Fröhliche Weihnachten“ ist so eine Art Anti-Weihnachtsfilm, der über die Jahre, zumindest in den USA, zu einem echten Weihnachtsklassiker avancierte. Hierzulande ist der Film wohl den meisten völlig unbekannt. Ich kann mich jedenfalls nicht daran erinnern, dass der Film in Deutschland zur Weihnachtszeit im Fernsehen gesendet wurde. Die Geschichte um einen kleinen Jungen, der sich ein Luftgewehr wünscht und alle Tricks versucht, um dieses unterm Weihnachtsbaum zu finden, ist voller Strapazen und dem üblichen Vorweihnachtsstress.
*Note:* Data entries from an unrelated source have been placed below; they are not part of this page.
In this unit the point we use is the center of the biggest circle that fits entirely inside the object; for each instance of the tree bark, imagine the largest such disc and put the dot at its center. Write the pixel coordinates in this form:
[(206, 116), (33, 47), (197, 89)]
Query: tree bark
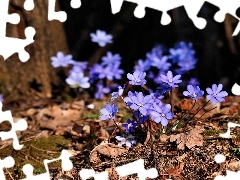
[(15, 76)]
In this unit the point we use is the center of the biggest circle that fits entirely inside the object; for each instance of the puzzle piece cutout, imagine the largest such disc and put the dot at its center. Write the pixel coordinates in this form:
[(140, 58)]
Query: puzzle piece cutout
[(52, 14), (219, 158), (7, 162), (228, 133), (125, 170), (8, 45), (192, 9), (66, 166), (20, 125)]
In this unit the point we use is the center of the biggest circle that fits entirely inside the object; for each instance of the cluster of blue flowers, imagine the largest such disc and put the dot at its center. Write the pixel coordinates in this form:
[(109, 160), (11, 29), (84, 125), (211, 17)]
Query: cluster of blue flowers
[(180, 60), (150, 107), (165, 67), (99, 74)]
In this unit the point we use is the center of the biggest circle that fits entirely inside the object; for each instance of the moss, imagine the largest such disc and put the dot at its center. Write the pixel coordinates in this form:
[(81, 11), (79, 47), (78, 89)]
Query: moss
[(34, 152)]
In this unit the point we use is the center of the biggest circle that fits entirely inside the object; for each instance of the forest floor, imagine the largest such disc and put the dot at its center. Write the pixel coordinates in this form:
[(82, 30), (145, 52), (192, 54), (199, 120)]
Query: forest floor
[(187, 153)]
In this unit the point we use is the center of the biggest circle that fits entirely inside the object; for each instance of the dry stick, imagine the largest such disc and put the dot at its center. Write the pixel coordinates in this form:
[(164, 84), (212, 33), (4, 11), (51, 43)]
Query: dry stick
[(182, 117), (196, 113)]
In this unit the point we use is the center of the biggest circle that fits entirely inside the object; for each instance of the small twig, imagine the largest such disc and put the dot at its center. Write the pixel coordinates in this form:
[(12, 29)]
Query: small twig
[(44, 150), (9, 173)]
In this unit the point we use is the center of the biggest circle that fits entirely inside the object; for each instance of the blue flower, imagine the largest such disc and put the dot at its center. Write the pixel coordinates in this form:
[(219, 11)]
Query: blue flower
[(106, 72), (161, 63), (130, 125), (139, 102), (101, 90), (110, 58), (163, 88), (117, 94), (142, 118), (128, 140), (215, 94), (117, 73), (137, 78), (78, 79), (78, 66), (170, 80), (109, 112), (142, 65), (193, 92), (101, 37), (161, 113), (61, 60)]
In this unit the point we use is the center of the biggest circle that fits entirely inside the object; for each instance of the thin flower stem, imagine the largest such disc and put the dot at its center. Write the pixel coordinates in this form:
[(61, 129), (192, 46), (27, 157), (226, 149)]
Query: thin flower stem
[(207, 112), (117, 126), (170, 96), (186, 114)]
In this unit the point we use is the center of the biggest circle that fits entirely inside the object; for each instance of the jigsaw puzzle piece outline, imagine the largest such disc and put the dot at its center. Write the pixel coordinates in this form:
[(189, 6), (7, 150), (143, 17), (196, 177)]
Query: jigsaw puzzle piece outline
[(8, 45), (20, 125), (7, 162), (192, 9), (66, 165)]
Garniert mit Schneeballschlachten gegen fiese Rowdys und schief gesungenen Weihnachtsliedern.

© United International Pictures (UIP)

Die Inszenierung ist für 1983 recht schmissig und bringt durch den Off-Sprecher, dem Durchbrechen der 4. Wand und den Wunschvorstellungen des Hauptprotagonisten frischen Wind in die doch immer gleichen Weihnachtskomödien rein. Auch der Humor zündet heutzutage noch überraschend gut. Bei der Szene in der die Mutter ihren Sohn „warm“ anzieht kamen Erinnerungen hoch. Ein weiteres Highlight ist sicherlich der arme Junge, der mit seiner Zunge am Mast festgefroren ist. So sieht also ein Zungenverband aus. Alles in allem ist „Fröhliche Weihnachten“ ein schöner nostalgischer Weihnachtsfilm der etwas anderen Art. Von mir gibt es starke ★★★½ Sterne auf Letterboxd.

© United International Pictures (UIP)

Den Film gibt es bei Amazon auf *DVD, *Mediabook Cover A, *Cover B und aktuell kostenlos bei *Prime Video.

Sidefacts:

  • Das Budget betrug 3,3 Millionen Dollar, einspielen konnte der Film an den Kinokassen knapp 21 Millionen Dollar.
  • Der Schauspieler Jack Nicholson hätte gern die Rolle von Ralphies Vater übernommen, jedoch war der Regisseur Bob Clark mit seinem Darsteller Darren McGavin sehr zufrieden. Auch dem Darsteller des Ralphie Peter Billingsley gab er im Casting den Vorzug vor beispielsweise Will Wheaton.
  • In der deutschen Synchronisation leiht Harald Juhnke dem Erzähler seine Stimme, der Ralphies Gedanken verdeutlicht. Im O-Ton übernahm Schauspieler und Moderator Jean Parker Shepherd (1921–1999) diese Aufgabe. Der Film basiert auf Shepherds Kurzgeschichten, die teilweise an seine eigene Kindheit angelehnt sind.
  • Der Film wurde u. a. 2012 mit „*A Christmas Story 2“ mit Braeden Lemasters in der Hauptrolle fortgesetzt. Inzwischen ist Ralphie schon 16 Jahre alt und wünscht sich dieses Mal ein Auto zu Weihnachten.
  • Seit dem 08.12.2022 läuft „A Christmas Story Christmas: Leise rieselt der Stress“ in den deutschen Kinos. Eine späte Fortsetzung mit den (noch lebenden) Darstellern des ersten Teils.